National immigration reform activists joined local groups in Memphis Tuesday to honor those who had come out publicly as undocumented.
About 200 Latinos turned out to a shopping center parking lot to celebrate riders of the UndocuBus and others who had come out.
The event served to both promote local organizations and their campaigns and to elevate the "No Papers, No Fear" national campaign.
Along its tour, the UndocuBus has been partnering with local organizations to provide support and trainings, but also to tap local networks as they travel across the country hoping to generate more momentum and capacity through participating in events like these.
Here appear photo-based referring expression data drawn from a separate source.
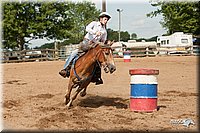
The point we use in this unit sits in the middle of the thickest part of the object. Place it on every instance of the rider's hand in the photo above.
(98, 33)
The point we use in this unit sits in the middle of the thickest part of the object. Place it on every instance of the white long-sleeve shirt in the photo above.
(94, 27)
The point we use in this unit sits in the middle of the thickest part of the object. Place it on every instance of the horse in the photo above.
(83, 69)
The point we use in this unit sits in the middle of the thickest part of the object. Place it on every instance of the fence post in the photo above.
(147, 51)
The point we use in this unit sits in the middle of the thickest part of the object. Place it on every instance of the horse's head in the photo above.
(106, 57)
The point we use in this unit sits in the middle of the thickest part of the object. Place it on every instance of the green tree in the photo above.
(133, 36)
(23, 22)
(178, 16)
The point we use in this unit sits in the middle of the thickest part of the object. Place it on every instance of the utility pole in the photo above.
(103, 5)
(119, 10)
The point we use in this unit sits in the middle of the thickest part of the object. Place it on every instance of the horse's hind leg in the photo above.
(67, 95)
(73, 97)
(83, 92)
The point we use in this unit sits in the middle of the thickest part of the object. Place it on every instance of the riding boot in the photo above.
(98, 78)
(65, 72)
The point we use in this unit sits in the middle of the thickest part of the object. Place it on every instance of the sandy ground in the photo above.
(33, 95)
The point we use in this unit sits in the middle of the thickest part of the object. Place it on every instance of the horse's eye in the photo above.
(107, 53)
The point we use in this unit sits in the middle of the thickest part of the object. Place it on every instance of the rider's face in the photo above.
(104, 20)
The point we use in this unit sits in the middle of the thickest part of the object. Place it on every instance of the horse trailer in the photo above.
(175, 43)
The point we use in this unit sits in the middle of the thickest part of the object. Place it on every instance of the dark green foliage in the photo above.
(179, 16)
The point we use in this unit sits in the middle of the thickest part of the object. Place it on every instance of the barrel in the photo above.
(127, 56)
(143, 91)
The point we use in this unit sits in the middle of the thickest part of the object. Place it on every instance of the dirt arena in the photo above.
(33, 95)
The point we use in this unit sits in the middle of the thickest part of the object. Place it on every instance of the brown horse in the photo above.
(82, 71)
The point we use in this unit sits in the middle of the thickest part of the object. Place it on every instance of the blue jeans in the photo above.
(70, 57)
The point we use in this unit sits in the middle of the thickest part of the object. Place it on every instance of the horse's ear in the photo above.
(112, 42)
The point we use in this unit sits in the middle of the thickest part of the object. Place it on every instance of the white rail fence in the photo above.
(62, 54)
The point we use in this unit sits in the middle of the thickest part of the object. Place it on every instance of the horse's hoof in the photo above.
(66, 101)
(82, 94)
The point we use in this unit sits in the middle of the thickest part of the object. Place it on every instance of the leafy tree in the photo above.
(23, 22)
(133, 36)
(178, 16)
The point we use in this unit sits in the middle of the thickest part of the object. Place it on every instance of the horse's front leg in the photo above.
(67, 95)
(73, 97)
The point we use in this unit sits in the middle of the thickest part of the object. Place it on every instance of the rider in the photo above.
(96, 32)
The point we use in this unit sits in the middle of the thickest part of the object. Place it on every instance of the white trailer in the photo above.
(175, 43)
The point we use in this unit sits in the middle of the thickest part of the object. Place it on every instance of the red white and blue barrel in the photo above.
(143, 93)
(127, 56)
Local activists have turned to the UndocuBus to increase local participation, draw more attention to particular political campaigns and other support such as trainings.
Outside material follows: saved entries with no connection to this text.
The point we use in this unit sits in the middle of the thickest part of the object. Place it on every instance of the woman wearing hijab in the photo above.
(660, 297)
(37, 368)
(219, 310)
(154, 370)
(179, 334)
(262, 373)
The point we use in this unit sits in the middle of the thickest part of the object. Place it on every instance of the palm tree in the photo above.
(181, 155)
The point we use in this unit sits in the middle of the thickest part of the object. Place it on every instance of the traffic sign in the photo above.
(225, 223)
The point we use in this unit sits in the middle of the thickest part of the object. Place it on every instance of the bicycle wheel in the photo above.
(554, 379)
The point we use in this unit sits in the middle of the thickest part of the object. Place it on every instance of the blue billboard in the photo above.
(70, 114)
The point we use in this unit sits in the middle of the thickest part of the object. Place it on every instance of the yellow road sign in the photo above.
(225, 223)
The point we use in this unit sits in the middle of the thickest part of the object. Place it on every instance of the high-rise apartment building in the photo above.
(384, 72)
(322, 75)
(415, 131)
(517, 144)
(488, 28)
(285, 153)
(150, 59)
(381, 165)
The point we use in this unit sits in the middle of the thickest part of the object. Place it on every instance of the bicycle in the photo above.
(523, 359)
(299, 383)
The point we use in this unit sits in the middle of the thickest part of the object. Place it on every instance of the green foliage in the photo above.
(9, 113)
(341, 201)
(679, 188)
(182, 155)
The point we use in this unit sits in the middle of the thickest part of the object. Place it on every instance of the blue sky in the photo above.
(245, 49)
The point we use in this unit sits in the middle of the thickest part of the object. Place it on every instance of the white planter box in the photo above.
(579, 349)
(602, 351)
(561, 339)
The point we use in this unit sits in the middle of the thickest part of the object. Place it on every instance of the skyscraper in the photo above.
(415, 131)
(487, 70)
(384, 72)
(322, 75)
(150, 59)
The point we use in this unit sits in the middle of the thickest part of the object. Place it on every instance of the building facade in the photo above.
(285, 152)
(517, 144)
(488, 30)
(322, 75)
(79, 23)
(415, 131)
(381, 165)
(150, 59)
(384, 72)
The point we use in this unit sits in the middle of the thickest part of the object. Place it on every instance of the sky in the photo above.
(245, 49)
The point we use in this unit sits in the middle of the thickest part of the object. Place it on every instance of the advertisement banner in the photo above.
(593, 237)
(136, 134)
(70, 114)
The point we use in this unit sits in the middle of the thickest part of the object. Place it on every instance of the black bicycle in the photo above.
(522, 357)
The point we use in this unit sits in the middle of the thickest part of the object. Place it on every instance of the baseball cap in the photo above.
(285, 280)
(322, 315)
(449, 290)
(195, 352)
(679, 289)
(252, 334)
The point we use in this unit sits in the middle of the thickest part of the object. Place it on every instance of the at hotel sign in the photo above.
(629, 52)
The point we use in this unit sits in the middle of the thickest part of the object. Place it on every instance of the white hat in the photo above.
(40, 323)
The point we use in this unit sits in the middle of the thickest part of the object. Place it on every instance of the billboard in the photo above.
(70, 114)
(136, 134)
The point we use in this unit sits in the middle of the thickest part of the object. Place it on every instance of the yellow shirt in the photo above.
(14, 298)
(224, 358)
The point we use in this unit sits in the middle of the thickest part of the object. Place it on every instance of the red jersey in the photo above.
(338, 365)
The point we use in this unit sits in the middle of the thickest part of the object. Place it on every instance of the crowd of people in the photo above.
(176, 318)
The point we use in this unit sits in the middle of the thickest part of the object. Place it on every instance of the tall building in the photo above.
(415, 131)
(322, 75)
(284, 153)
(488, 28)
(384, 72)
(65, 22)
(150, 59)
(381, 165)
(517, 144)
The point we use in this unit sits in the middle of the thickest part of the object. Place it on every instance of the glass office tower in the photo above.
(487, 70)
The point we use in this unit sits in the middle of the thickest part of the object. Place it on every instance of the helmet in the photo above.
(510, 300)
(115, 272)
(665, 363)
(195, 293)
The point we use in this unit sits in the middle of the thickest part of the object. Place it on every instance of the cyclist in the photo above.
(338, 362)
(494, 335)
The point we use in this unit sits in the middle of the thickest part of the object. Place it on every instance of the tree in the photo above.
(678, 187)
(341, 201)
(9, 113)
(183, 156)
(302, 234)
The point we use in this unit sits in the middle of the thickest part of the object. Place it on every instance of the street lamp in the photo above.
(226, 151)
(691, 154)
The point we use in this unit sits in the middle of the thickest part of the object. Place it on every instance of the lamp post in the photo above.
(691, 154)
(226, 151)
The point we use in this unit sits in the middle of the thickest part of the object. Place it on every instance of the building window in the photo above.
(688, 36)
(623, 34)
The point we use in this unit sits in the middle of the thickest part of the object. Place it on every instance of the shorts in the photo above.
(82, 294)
It's a strategy directed by the UndocuBus.
"The best way to engage is local. Washington D.C. is stagnant," said Marisa Franco, who coordinates with local organizations for the national tour.
"[It's important] that local organizing take place so they can affect change in their own backyards."
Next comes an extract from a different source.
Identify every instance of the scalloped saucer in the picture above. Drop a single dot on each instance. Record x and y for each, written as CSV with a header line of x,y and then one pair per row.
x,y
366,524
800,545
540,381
A variety of music, theater and poetry were used as popular education tools for the local community. Free Literature, health screenings and food were provided.
Alexandra Olvera, 20, wanted to know what documentation she needed and how to get it.
The Mexican citizen learned she needed to obtain her passport, school records and medical records for proof that she had been in the country for the past 5 years.
Today was Olvera's first day at school as a senior. She had decided to drop out of school until she learned about the new immigration program.